What I think is amazing is that our individual experiences with the spirit are not only intended to lead us personally to Christ, but also to give us a net of our own with which to gather other souls to Christ, to be fishers of men. Paradoxically, it is the very personal nature of our experiences that makes them potentially valuable to others, because only on this fundamental, heart-to-heart level can we communicate the things of the spirit; things that can be shared no other way. That's why I always love a talk or a lesson that shares something, anything, of the personal. A testimony is, by definition, personal, and perhaps that is why a testimony, no matter how limited or fragile—if borne sincerely—always carries spiritual power.
Elder McConkie gives an example of this happening with Paul:
"After he had taught the doctrines and after he had reasoned, he bore a personal witness of the truth and divinity of what he was presenting to his fellowmen; and the Lord prepared him to do just that by giving him spiritual experiences, by letting the power of the Holy Spirit rest upon him."

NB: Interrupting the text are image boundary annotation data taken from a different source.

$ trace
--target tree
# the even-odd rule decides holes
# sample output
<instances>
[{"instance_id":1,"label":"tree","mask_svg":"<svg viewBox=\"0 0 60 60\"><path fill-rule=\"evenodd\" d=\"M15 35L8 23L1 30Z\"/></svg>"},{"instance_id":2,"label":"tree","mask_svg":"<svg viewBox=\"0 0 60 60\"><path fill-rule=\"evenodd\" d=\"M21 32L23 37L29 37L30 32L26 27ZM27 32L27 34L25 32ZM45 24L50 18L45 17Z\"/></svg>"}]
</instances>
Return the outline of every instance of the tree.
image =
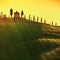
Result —
<instances>
[{"instance_id":1,"label":"tree","mask_svg":"<svg viewBox=\"0 0 60 60\"><path fill-rule=\"evenodd\" d=\"M35 21L35 15L33 16L33 21Z\"/></svg>"},{"instance_id":2,"label":"tree","mask_svg":"<svg viewBox=\"0 0 60 60\"><path fill-rule=\"evenodd\" d=\"M22 18L22 16L24 15L24 12L23 12L23 10L21 11L21 18Z\"/></svg>"},{"instance_id":3,"label":"tree","mask_svg":"<svg viewBox=\"0 0 60 60\"><path fill-rule=\"evenodd\" d=\"M10 9L10 15L11 15L11 18L12 18L12 15L13 15L13 9L12 8Z\"/></svg>"},{"instance_id":4,"label":"tree","mask_svg":"<svg viewBox=\"0 0 60 60\"><path fill-rule=\"evenodd\" d=\"M41 23L42 23L42 17L41 17Z\"/></svg>"}]
</instances>

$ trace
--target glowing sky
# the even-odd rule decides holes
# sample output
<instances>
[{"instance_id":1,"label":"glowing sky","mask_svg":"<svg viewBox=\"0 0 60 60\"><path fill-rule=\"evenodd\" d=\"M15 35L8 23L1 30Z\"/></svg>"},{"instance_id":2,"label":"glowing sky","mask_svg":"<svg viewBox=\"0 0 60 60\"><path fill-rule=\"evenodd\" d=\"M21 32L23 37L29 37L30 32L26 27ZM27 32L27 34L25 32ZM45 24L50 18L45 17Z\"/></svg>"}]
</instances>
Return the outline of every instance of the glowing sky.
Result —
<instances>
[{"instance_id":1,"label":"glowing sky","mask_svg":"<svg viewBox=\"0 0 60 60\"><path fill-rule=\"evenodd\" d=\"M14 11L24 10L25 14L35 15L60 25L60 0L0 0L0 11L9 15L9 9Z\"/></svg>"}]
</instances>

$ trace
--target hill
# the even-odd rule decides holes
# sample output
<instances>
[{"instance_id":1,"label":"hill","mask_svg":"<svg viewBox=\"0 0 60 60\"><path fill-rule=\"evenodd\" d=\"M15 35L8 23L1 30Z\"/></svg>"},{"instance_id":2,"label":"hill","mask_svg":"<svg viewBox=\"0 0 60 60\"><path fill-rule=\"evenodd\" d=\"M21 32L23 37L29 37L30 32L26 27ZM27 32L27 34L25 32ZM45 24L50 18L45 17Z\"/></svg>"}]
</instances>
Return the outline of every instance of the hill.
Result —
<instances>
[{"instance_id":1,"label":"hill","mask_svg":"<svg viewBox=\"0 0 60 60\"><path fill-rule=\"evenodd\" d=\"M60 30L59 27L25 19L1 20L0 60L40 60L42 53L60 45L60 34L56 28Z\"/></svg>"}]
</instances>

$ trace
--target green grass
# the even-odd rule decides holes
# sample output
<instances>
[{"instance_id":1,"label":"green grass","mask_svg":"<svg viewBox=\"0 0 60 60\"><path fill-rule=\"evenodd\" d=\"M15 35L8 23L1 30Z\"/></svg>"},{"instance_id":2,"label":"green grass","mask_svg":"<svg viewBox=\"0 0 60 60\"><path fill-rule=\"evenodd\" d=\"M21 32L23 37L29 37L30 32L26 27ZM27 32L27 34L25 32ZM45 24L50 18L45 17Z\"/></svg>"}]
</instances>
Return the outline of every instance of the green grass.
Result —
<instances>
[{"instance_id":1,"label":"green grass","mask_svg":"<svg viewBox=\"0 0 60 60\"><path fill-rule=\"evenodd\" d=\"M58 46L39 42L42 36L39 23L0 23L0 60L39 60L41 53Z\"/></svg>"}]
</instances>

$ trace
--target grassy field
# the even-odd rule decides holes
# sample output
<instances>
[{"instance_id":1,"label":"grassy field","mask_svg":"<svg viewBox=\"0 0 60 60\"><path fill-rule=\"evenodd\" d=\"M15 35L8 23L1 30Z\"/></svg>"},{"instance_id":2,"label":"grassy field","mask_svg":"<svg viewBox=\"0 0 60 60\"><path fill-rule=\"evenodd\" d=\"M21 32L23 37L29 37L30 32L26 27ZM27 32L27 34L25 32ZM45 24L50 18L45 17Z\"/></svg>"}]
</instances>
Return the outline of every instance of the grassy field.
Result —
<instances>
[{"instance_id":1,"label":"grassy field","mask_svg":"<svg viewBox=\"0 0 60 60\"><path fill-rule=\"evenodd\" d=\"M42 38L59 38L57 32L48 27L36 22L0 23L0 60L40 60L42 53L59 46L43 42Z\"/></svg>"}]
</instances>

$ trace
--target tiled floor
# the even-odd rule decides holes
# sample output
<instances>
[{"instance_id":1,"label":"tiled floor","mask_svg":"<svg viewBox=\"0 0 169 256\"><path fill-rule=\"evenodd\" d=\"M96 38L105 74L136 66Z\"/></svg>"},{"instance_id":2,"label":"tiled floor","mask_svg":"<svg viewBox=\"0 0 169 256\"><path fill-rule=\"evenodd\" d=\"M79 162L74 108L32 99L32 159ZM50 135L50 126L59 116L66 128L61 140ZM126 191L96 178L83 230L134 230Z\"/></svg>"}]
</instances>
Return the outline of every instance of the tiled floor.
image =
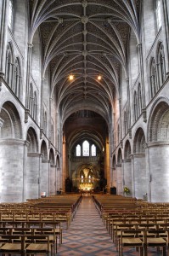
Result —
<instances>
[{"instance_id":1,"label":"tiled floor","mask_svg":"<svg viewBox=\"0 0 169 256\"><path fill-rule=\"evenodd\" d=\"M59 256L118 255L91 196L83 196L75 218L68 230L64 231L63 237ZM138 253L129 248L123 255L138 255Z\"/></svg>"}]
</instances>

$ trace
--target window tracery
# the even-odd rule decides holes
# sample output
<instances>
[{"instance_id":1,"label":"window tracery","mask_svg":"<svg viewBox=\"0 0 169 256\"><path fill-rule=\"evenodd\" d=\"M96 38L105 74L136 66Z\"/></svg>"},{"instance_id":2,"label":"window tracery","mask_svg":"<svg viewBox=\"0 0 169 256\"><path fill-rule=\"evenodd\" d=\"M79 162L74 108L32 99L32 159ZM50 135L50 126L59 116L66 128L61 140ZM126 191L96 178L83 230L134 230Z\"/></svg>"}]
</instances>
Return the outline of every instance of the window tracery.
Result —
<instances>
[{"instance_id":1,"label":"window tracery","mask_svg":"<svg viewBox=\"0 0 169 256\"><path fill-rule=\"evenodd\" d=\"M76 146L76 156L96 156L97 148L85 140L82 144Z\"/></svg>"}]
</instances>

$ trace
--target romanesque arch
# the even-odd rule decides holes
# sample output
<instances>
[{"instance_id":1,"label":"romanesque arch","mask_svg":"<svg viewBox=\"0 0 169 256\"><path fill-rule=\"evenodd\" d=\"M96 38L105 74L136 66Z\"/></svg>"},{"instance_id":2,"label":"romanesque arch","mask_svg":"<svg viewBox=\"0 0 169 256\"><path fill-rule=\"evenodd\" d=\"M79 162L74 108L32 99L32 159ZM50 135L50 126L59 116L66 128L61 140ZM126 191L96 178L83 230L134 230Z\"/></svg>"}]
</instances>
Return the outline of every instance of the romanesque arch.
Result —
<instances>
[{"instance_id":1,"label":"romanesque arch","mask_svg":"<svg viewBox=\"0 0 169 256\"><path fill-rule=\"evenodd\" d=\"M123 160L123 179L124 186L127 186L130 191L130 196L132 190L132 159L131 159L131 144L129 140L126 141L124 147L124 160Z\"/></svg>"},{"instance_id":2,"label":"romanesque arch","mask_svg":"<svg viewBox=\"0 0 169 256\"><path fill-rule=\"evenodd\" d=\"M116 188L117 194L123 194L123 173L122 173L122 151L118 149L117 153L117 165L116 165Z\"/></svg>"},{"instance_id":3,"label":"romanesque arch","mask_svg":"<svg viewBox=\"0 0 169 256\"><path fill-rule=\"evenodd\" d=\"M16 107L6 102L0 113L1 138L22 138L21 121Z\"/></svg>"},{"instance_id":4,"label":"romanesque arch","mask_svg":"<svg viewBox=\"0 0 169 256\"><path fill-rule=\"evenodd\" d=\"M30 127L27 131L26 141L29 143L28 153L38 152L38 141L35 130Z\"/></svg>"},{"instance_id":5,"label":"romanesque arch","mask_svg":"<svg viewBox=\"0 0 169 256\"><path fill-rule=\"evenodd\" d=\"M0 138L1 201L22 201L26 145L20 114L9 101L1 108Z\"/></svg>"},{"instance_id":6,"label":"romanesque arch","mask_svg":"<svg viewBox=\"0 0 169 256\"><path fill-rule=\"evenodd\" d=\"M41 166L41 195L49 195L49 161L48 159L48 148L43 140L41 144L42 166Z\"/></svg>"},{"instance_id":7,"label":"romanesque arch","mask_svg":"<svg viewBox=\"0 0 169 256\"><path fill-rule=\"evenodd\" d=\"M27 160L26 160L26 198L39 197L40 165L38 141L36 131L29 127L26 136Z\"/></svg>"},{"instance_id":8,"label":"romanesque arch","mask_svg":"<svg viewBox=\"0 0 169 256\"><path fill-rule=\"evenodd\" d=\"M147 173L145 159L145 135L139 127L133 139L133 190L137 198L143 198L147 193Z\"/></svg>"},{"instance_id":9,"label":"romanesque arch","mask_svg":"<svg viewBox=\"0 0 169 256\"><path fill-rule=\"evenodd\" d=\"M169 104L161 98L152 108L149 124L149 198L169 200Z\"/></svg>"}]
</instances>

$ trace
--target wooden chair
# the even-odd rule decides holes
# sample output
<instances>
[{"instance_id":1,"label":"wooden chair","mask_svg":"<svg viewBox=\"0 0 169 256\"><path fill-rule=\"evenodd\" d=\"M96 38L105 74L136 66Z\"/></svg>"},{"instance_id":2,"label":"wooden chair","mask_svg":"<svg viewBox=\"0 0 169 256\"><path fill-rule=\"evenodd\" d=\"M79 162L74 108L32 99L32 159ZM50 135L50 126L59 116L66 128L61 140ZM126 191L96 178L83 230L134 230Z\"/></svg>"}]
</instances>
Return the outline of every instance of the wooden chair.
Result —
<instances>
[{"instance_id":1,"label":"wooden chair","mask_svg":"<svg viewBox=\"0 0 169 256\"><path fill-rule=\"evenodd\" d=\"M49 243L48 235L33 235L26 236L25 255L28 254L54 255L53 244Z\"/></svg>"},{"instance_id":2,"label":"wooden chair","mask_svg":"<svg viewBox=\"0 0 169 256\"><path fill-rule=\"evenodd\" d=\"M49 240L49 244L52 245L54 248L54 253L56 252L57 253L57 236L55 234L55 229L54 228L37 228L37 229L33 229L33 234L35 236L48 236L48 240ZM39 241L37 240L37 241ZM41 239L40 242L42 242L43 241ZM45 240L44 240L45 241Z\"/></svg>"},{"instance_id":3,"label":"wooden chair","mask_svg":"<svg viewBox=\"0 0 169 256\"><path fill-rule=\"evenodd\" d=\"M25 255L25 237L23 236L3 235L1 240L6 241L0 247L1 253Z\"/></svg>"},{"instance_id":4,"label":"wooden chair","mask_svg":"<svg viewBox=\"0 0 169 256\"><path fill-rule=\"evenodd\" d=\"M157 250L160 247L162 248L162 255L166 255L166 248L167 246L167 241L165 238L161 237L161 234L164 236L165 230L144 230L144 256L148 255L148 247L156 247ZM167 236L167 232L166 230L166 236Z\"/></svg>"},{"instance_id":5,"label":"wooden chair","mask_svg":"<svg viewBox=\"0 0 169 256\"><path fill-rule=\"evenodd\" d=\"M121 230L119 239L119 256L123 255L123 247L137 247L139 249L139 255L143 256L144 241L139 237L141 230Z\"/></svg>"}]
</instances>

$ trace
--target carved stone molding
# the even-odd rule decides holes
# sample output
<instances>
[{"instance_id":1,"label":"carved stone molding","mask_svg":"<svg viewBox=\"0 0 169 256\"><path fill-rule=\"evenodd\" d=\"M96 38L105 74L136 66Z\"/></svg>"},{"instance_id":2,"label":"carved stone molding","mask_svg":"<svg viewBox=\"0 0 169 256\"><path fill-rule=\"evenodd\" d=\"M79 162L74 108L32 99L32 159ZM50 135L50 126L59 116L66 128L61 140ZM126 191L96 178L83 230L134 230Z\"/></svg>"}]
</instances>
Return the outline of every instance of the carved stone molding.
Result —
<instances>
[{"instance_id":1,"label":"carved stone molding","mask_svg":"<svg viewBox=\"0 0 169 256\"><path fill-rule=\"evenodd\" d=\"M40 128L40 139L42 138L42 135L43 135L43 129Z\"/></svg>"},{"instance_id":2,"label":"carved stone molding","mask_svg":"<svg viewBox=\"0 0 169 256\"><path fill-rule=\"evenodd\" d=\"M29 116L29 113L30 113L30 110L28 108L26 108L25 110L25 123L27 123L28 122L28 116Z\"/></svg>"},{"instance_id":3,"label":"carved stone molding","mask_svg":"<svg viewBox=\"0 0 169 256\"><path fill-rule=\"evenodd\" d=\"M129 135L129 138L132 139L132 129L131 128L128 129L128 135Z\"/></svg>"},{"instance_id":4,"label":"carved stone molding","mask_svg":"<svg viewBox=\"0 0 169 256\"><path fill-rule=\"evenodd\" d=\"M143 118L144 118L144 122L146 123L147 122L146 108L142 108L142 114L143 114Z\"/></svg>"},{"instance_id":5,"label":"carved stone molding","mask_svg":"<svg viewBox=\"0 0 169 256\"><path fill-rule=\"evenodd\" d=\"M169 140L168 141L150 142L149 143L146 143L146 145L147 145L147 148L169 146Z\"/></svg>"}]
</instances>

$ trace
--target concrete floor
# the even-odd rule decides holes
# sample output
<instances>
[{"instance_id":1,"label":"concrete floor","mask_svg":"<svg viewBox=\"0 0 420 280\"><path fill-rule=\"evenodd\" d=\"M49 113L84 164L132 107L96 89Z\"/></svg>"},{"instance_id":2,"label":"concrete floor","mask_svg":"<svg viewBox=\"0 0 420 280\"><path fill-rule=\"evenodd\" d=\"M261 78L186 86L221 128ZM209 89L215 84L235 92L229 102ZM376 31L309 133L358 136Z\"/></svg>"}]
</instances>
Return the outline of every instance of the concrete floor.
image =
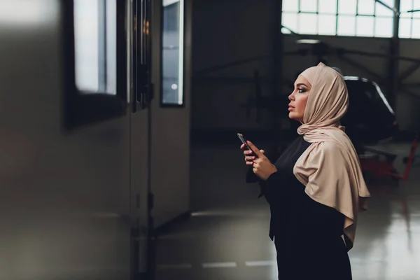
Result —
<instances>
[{"instance_id":1,"label":"concrete floor","mask_svg":"<svg viewBox=\"0 0 420 280\"><path fill-rule=\"evenodd\" d=\"M384 148L401 155L403 172L410 144ZM156 279L276 279L268 205L257 185L245 183L241 152L195 147L191 167L193 214L158 238ZM349 253L354 279L420 279L420 167L405 181L368 187L370 210L359 216Z\"/></svg>"}]
</instances>

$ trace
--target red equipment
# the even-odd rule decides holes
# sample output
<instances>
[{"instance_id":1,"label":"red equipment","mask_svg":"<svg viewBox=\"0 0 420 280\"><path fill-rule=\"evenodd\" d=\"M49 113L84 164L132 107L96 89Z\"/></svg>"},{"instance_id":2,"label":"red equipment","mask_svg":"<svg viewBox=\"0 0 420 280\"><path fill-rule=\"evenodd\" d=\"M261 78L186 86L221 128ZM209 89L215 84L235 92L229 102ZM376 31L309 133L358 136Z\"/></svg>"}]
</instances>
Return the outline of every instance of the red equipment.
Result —
<instances>
[{"instance_id":1,"label":"red equipment","mask_svg":"<svg viewBox=\"0 0 420 280\"><path fill-rule=\"evenodd\" d=\"M364 174L368 174L369 175L375 177L390 176L396 180L407 180L414 159L414 155L416 153L416 149L417 148L417 144L419 139L420 132L417 133L417 135L412 144L411 151L408 157L407 165L405 166L404 174L398 174L397 169L394 167L393 163L397 158L397 155L370 148L365 148L365 150L374 153L374 154L359 155L362 172ZM380 155L385 156L385 160L381 160Z\"/></svg>"}]
</instances>

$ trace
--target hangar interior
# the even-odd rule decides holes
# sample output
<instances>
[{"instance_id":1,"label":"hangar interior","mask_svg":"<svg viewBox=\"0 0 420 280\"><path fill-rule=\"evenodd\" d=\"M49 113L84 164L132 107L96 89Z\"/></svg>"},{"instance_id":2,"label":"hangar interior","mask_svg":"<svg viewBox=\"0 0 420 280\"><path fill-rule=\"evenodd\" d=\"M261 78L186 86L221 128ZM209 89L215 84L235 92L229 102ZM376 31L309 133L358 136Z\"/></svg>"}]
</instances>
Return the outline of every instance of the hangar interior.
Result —
<instances>
[{"instance_id":1,"label":"hangar interior","mask_svg":"<svg viewBox=\"0 0 420 280\"><path fill-rule=\"evenodd\" d=\"M0 279L276 279L237 137L337 67L371 191L354 279L420 278L420 1L4 0Z\"/></svg>"}]
</instances>

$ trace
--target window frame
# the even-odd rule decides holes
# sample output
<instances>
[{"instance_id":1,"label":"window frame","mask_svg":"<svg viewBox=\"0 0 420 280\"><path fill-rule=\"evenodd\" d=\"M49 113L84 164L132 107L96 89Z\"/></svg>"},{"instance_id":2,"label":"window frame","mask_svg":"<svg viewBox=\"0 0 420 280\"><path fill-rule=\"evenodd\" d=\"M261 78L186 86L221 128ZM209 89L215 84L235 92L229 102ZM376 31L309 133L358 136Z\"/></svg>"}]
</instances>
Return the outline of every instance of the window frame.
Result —
<instances>
[{"instance_id":1,"label":"window frame","mask_svg":"<svg viewBox=\"0 0 420 280\"><path fill-rule=\"evenodd\" d=\"M62 125L65 130L119 118L127 113L126 4L116 2L116 92L86 94L76 83L74 1L62 1ZM99 54L98 54L99 55Z\"/></svg>"},{"instance_id":2,"label":"window frame","mask_svg":"<svg viewBox=\"0 0 420 280\"><path fill-rule=\"evenodd\" d=\"M182 102L181 104L178 104L178 103L165 103L163 102L163 97L164 97L164 90L163 90L163 82L164 82L164 79L163 79L163 71L164 71L164 56L163 56L163 48L164 48L164 45L163 45L163 36L164 36L164 6L163 6L163 1L161 2L161 6L160 6L160 39L161 39L161 46L160 46L160 106L161 108L183 108L186 107L186 94L185 94L185 85L186 85L186 69L185 69L185 65L186 65L186 57L185 57L185 46L186 46L186 36L185 36L185 32L186 32L186 29L185 29L185 26L186 26L186 17L184 16L185 15L185 10L186 10L186 5L185 5L185 1L184 0L179 0L178 1L179 4L180 4L180 10L179 10L179 18L181 19L179 20L179 31L180 33L182 33L183 34L183 38L182 39L180 40L180 43L181 43L179 46L179 52L178 53L182 53L181 57L179 58L178 62L182 62L182 74L179 73L179 74L182 74ZM182 9L182 10L181 10ZM181 32L181 29L182 29L182 32ZM179 69L179 64L178 64L178 69Z\"/></svg>"},{"instance_id":3,"label":"window frame","mask_svg":"<svg viewBox=\"0 0 420 280\"><path fill-rule=\"evenodd\" d=\"M281 10L281 13L282 15L284 14L289 14L289 15L300 15L300 14L312 14L312 15L316 15L316 18L317 18L317 22L316 22L316 34L307 34L307 33L300 33L300 32L298 32L296 31L296 30L293 30L292 29L290 29L290 27L287 27L286 25L284 25L283 22L281 23L281 32L283 33L283 29L288 29L292 30L293 31L293 33L295 34L298 34L300 35L307 35L307 36L349 36L349 37L358 37L358 38L392 38L392 34L388 36L375 36L375 30L376 30L376 18L386 18L386 19L390 19L391 20L393 20L393 18L394 16L385 16L385 15L377 15L377 5L380 5L379 3L377 2L375 0L371 0L374 2L374 10L373 10L373 14L372 15L367 15L367 14L363 14L363 13L359 13L358 10L359 10L359 1L360 0L356 0L356 13L354 15L346 15L346 14L342 14L340 13L340 1L343 1L343 0L336 0L336 3L337 3L337 6L336 6L336 8L335 8L335 13L320 13L319 12L319 0L316 0L316 12L307 12L307 11L302 11L301 10L301 1L302 0L298 0L298 11L297 12L288 12L288 11L283 11L283 8ZM362 1L367 1L367 0L362 0ZM413 0L414 1L414 0ZM395 3L395 1L394 1ZM319 29L318 29L318 19L320 15L334 15L335 17L335 32L334 34L319 34ZM351 16L354 18L354 35L342 35L339 34L339 24L338 24L338 22L339 22L339 17L340 15L346 15L346 16ZM374 25L373 25L373 34L372 36L360 36L360 35L358 35L357 34L357 18L358 17L368 17L368 18L372 18L374 19ZM300 26L299 26L299 22L298 22L298 29L300 29ZM391 29L392 30L392 29ZM290 32L292 33L292 32ZM288 34L288 32L286 33L283 33L284 34Z\"/></svg>"}]
</instances>

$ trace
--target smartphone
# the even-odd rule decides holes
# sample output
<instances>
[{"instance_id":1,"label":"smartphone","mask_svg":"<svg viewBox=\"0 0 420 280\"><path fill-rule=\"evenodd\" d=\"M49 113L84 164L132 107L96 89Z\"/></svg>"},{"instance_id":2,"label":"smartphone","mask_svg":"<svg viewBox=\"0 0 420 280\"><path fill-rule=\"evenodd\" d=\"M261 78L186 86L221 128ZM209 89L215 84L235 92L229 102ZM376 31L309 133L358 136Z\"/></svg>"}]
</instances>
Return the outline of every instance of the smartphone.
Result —
<instances>
[{"instance_id":1,"label":"smartphone","mask_svg":"<svg viewBox=\"0 0 420 280\"><path fill-rule=\"evenodd\" d=\"M248 150L252 150L249 145L248 145L248 144L246 143L246 140L245 139L245 137L244 137L244 135L241 134L240 133L237 133L237 135L238 136L238 138L241 140L241 141L245 144Z\"/></svg>"}]
</instances>

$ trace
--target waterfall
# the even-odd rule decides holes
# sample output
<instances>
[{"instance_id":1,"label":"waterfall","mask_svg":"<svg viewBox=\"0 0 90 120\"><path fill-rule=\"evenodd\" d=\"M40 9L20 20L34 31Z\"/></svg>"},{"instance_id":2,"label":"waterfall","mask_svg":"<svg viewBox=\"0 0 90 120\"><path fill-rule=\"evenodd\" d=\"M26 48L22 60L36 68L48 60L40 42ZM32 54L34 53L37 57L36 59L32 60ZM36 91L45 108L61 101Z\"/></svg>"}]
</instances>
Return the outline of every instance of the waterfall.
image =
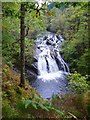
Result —
<instances>
[{"instance_id":1,"label":"waterfall","mask_svg":"<svg viewBox=\"0 0 90 120\"><path fill-rule=\"evenodd\" d=\"M53 94L65 93L69 67L60 55L64 39L61 35L46 33L36 40L38 76L32 86L43 98L50 98Z\"/></svg>"}]
</instances>

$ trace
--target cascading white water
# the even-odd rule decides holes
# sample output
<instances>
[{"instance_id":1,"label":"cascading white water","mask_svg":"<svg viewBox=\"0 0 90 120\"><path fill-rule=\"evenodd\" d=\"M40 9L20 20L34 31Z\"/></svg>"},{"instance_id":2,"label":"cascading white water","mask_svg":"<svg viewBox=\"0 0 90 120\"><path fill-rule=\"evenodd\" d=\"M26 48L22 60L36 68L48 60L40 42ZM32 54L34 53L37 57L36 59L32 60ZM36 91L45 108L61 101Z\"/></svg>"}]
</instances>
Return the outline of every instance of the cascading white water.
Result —
<instances>
[{"instance_id":1,"label":"cascading white water","mask_svg":"<svg viewBox=\"0 0 90 120\"><path fill-rule=\"evenodd\" d=\"M62 36L53 33L46 33L36 40L38 76L32 86L43 98L65 92L65 74L69 73L69 67L59 52L63 41Z\"/></svg>"}]
</instances>

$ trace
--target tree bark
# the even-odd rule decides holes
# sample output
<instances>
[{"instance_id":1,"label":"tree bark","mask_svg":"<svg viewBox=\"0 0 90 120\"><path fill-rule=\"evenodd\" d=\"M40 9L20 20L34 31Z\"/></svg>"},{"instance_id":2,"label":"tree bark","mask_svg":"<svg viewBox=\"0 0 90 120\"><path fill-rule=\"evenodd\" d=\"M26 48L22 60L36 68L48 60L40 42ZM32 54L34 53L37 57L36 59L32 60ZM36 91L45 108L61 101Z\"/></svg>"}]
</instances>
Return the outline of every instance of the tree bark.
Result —
<instances>
[{"instance_id":1,"label":"tree bark","mask_svg":"<svg viewBox=\"0 0 90 120\"><path fill-rule=\"evenodd\" d=\"M21 78L20 78L20 86L25 86L25 6L21 3L21 19L20 19L20 54L21 54Z\"/></svg>"}]
</instances>

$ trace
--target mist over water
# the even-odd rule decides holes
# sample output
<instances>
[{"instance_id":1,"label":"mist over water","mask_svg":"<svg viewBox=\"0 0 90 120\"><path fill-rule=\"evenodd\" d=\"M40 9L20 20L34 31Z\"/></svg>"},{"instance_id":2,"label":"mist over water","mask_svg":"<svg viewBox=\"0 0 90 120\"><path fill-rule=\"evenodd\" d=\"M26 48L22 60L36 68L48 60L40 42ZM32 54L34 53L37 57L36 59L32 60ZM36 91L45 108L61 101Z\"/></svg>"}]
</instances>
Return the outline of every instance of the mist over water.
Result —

This emphasis on "the personal" is not selfishness; it is the opposite of that. It starts with our internal emphasis on personal humility and repentance. That leads to personal experiences with God, leading to deep gratitude for a personal salvation from a Savior who loves us personally, and that in turn leads to personal charity for those around us, leading to loving personal interactions, leading to personal conversion for ourselves and those we serve.
The personal is everything. It is the cure for the political. It is the solution to the spiritual. It is the fruition of the economical. It is the root of the moral. The personal begins with God's child, and God.
And, just as Elder McConkie would want me to, I can indeed bear my own personal witness of this. Politics matter to me. Of course I'm concerned about education, medical care, taxes, foreign policy. But it's because of how those things affect the personal that they really matter in my heart. And spiritual things are no different. I love to learn about the culture of the Old Testament. I'm interested in Nephite currency and the United Order and the City of Enoch. But the things that change me, that leave me full of love and gratitude and the desire to serve, are those times when somehow I feel a personal connection with God. That connection takes different forms: maybe a well-timed email from a friend who understands. Words written by Nephi that seem directed to me alone. A day that starts with despair but ends with hope. A sudden lightening of a burden, or the gradual opening of a clouded mind. These are experiences that come so often, so generously, that all I can do is marvel at God's goodness in giving them to me—and yet none of them, taken intellectually, mean much at all. It is on the personal level that they have worth, and I can't force anyone else to accept that worth. I only know that, to me, their value is inexpressible, because they convey God's very personal love.